Are there more advantages to returning an empty string or null value?

If I were writing the below method (for example) is it considered good practice to either:

A: return an empty string if the document didn't exist?

B: return a null value?

Having done a lot of Java, and methods in Java requiring a return type, I'm under the impression it is best practice to return a consistent type, is this also the case in PHP or is it better to return a null value instead?

DocumentClass
{
    public function getDir($documentId)
    {
        /* Code to get location of document  */
        return (file_exists($document) ? $document : '');
    }
}

if (!empty($documentClass->getDir(5))
{
    /* Do this */
}

If it is better to return a null value, can you explain why?


PHP convention

Return boolean FALSE.

OOP approch

Throw an exception. Also you should use a method dir_exitsts (or any other name you like) that only returns boolean (true of false). And use it before calling getDir

There really no specific rule for this. Its completely up to you.

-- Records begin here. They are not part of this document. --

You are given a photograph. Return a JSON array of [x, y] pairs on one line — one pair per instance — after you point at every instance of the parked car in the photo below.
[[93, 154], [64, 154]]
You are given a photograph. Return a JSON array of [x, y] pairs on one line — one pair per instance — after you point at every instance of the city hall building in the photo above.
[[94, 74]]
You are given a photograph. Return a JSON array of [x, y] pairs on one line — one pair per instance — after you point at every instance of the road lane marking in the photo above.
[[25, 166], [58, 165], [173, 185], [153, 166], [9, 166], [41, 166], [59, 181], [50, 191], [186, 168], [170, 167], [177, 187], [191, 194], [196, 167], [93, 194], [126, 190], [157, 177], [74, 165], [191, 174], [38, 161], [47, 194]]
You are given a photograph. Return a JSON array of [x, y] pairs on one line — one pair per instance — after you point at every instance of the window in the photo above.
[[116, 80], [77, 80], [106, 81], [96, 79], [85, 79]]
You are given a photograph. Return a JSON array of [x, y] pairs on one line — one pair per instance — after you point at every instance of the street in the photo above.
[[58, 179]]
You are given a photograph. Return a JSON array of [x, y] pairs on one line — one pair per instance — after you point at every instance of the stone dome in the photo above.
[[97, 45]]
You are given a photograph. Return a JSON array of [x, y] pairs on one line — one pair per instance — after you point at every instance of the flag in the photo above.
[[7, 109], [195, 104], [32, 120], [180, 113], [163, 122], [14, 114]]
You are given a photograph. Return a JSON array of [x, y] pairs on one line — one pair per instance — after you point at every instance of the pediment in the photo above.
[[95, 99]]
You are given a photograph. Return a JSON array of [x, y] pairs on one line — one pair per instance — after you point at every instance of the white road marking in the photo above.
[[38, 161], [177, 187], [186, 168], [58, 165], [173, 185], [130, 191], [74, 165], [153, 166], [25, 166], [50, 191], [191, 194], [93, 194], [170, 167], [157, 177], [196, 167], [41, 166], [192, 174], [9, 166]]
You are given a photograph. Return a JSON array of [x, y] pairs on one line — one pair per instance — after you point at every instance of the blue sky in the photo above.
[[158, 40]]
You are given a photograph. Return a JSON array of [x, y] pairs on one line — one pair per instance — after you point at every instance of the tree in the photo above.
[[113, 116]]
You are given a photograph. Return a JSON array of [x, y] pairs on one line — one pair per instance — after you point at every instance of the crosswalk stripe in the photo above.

I follow PHP way which is returning false.


What would you do with this returned value? Should this signal a logical error, illegal input - or just some edge case?

In both 'error' cases I'd stick with exceptions instead of some fringe return values - especially because PHP is weakly-typed language, and it's way too easy to mix NULL and '' in some (stupidly) written == expression.

For edge cases perhaps I'd stick with FALSE as a value to return. It's, to my mind, a bit broken approach (check this link for the truly maddening example), but at least it's a common idiom in PHP.


file_exists return FALSE for to non-existing files.

so you can change your condition with this way

if (false ! == $documentClass->getDir(5))
{
    /* Do this */
}

alternative : is_readable

this returns TRUE if the file or directory specified by filename exists and is readable, FALSE otherwise.